Your goal is to implement the REINFORCE algorithm. The key difference between REINFORCE and DQN is that REINFORCE learns the policy rather than the action-value function Q. It can also be applied to systems with a continuous state space and (unlike DQN) a continuous action space, although you will focus in this assignment on its application to a system with finite state and action spaces.
You will test your algorithms in the following provided environment:
- The simple grid-world from HW1. The environment is defined in
gridworld.py
. An example of how to use the environment is provided intest_gridworld.py
.
You should express the reinforcement learning problem as a Markov Decision Process with an infinite time horizon and a discount factor of
Include a train_gridworld.py
files that can be run to generate all necessary plots and data.
Please apply REINFORCE to the easy version of the grid-world environment with a tabular policy, using softmax to compute action probabilities, using auto-differentiation to compute payoff gradients (the categorical distribution may be helpful), and using the SGD optimizer without momentum to take descent steps.
More specifically, please write code to generate, at a minimum, the following results:
- A plot that contains a learning curve (the total reward versus the number of simulation steps)
- A plot of the policy for at least one trained agent (compared to the optimal policy, if known)
Please do at least one of the following additional investigations:
- Test your algorithm on both the "easy" version of gridworld (deterministic state transition) and the "hard" version (stochastic state transition).
- Compare your results when gradient steps are implemented with the SGD optimizer and with the Adam optimizer.
- Apply REINFORCE with a tabular policy to the discrete pendulum environment, with finite state and action spaces, that you considered in HW1.

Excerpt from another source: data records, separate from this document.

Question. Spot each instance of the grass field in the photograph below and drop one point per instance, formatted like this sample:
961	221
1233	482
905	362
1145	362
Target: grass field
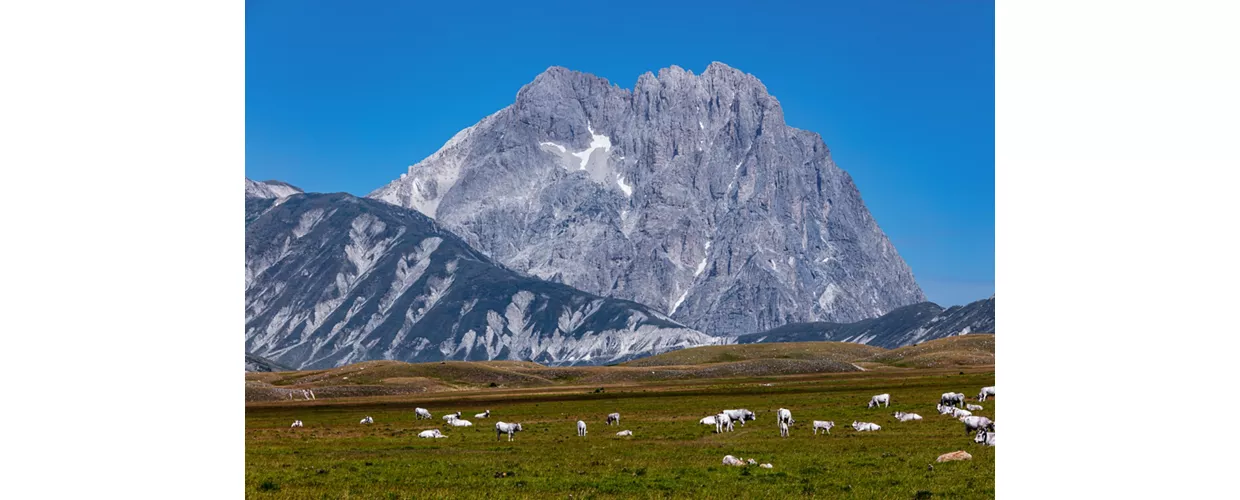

- Apply REINFORCE to the pendulum environment, with continuous state and action spaces, assuming the use of a Gaussian policy that is described by a neural network. By default, this pendulum environment uses a "dense reward" instead of the sparse reward we have assumed in prior versions of the pendulum. Beware! Even with a bug-free implementation and a good choice of hyper-parameters, it is likely that you will need a very large number of simulation steps in order for REINFORCE to produce good results (e.g., tens of millions). We will be impressed if you get this to work (and astonished if you get it to work with sparse reward).
Create a pull request (PR) to enable a review of your code. Your code should be functional - that is, each algorithm should be working and ready to be reviewed for improvements. Remember that you need to write your own code from scratch.
Name your PR "Initial hwX for Firstname Lastname (netid)".
Due: 10am on Tuesday, April 18
Review the code of at least one colleague. That is, you should:
- Choose a PR that does not already have a reviewer, and assign yourself as a reviewer.
- Perform a code review. See Resources for guidance on how to perform code reviews (at a minimum, look at Google's best practices).
- Modify your
README.md
file to specify whose code you reviewed (using their GitHub username).
The goal of this review process is to arrive at a version of your code that is functional, reasonably efficient, and easy for others to understand. The goal is not to make all of our code the same (there are many different ways of doing things). The goal is also not to grade the work of your colleagues - your reviews will have no impact on others' grades. Don't forget to remind your colleagues to do the simple things like name their PR and training file correctly!
Due: 10am on Wednesday, April 19
Improve your own code based on reviews that you receive. Respond to every comment and merge your PR. If you address a comment fully (e.g., by changing your code), you mark it as resolved. If you disagree with or remain uncertain about a comment, engage in follow-up discussion with the reviewer on GitHub. Don't forget to reply to follow-ups on code you reviewed as well.
Submit your repository, containing your final code and a (very brief) report titled hwX-netid.pdf
, to Gradescope. The report should be formatted using either typical IEEE or AIAA conference/journal paper format and include the following, at a minimum:
- Plots discussed in Results.
- An introduction (e.g., discussion of the problem(s)), discussion of methods (e.g., including any specific details needed to understand your algorithm implementations like hyperparameters chosen), discussion of results, and general conclusions.
Due: 10am on Thursday, April 20
Here are some resources that may be helpful:
- Google's best practices for code review
- A Microsoft blog post on code review and study of the review process
- A RedHat blog post on python-specific code review
- A classic reference on writing code: The Art of Readable Code (Boswell and Foucher, O'Reilly, 2012)
Many other resources are out there - we will happily accept a PR to add more to this list!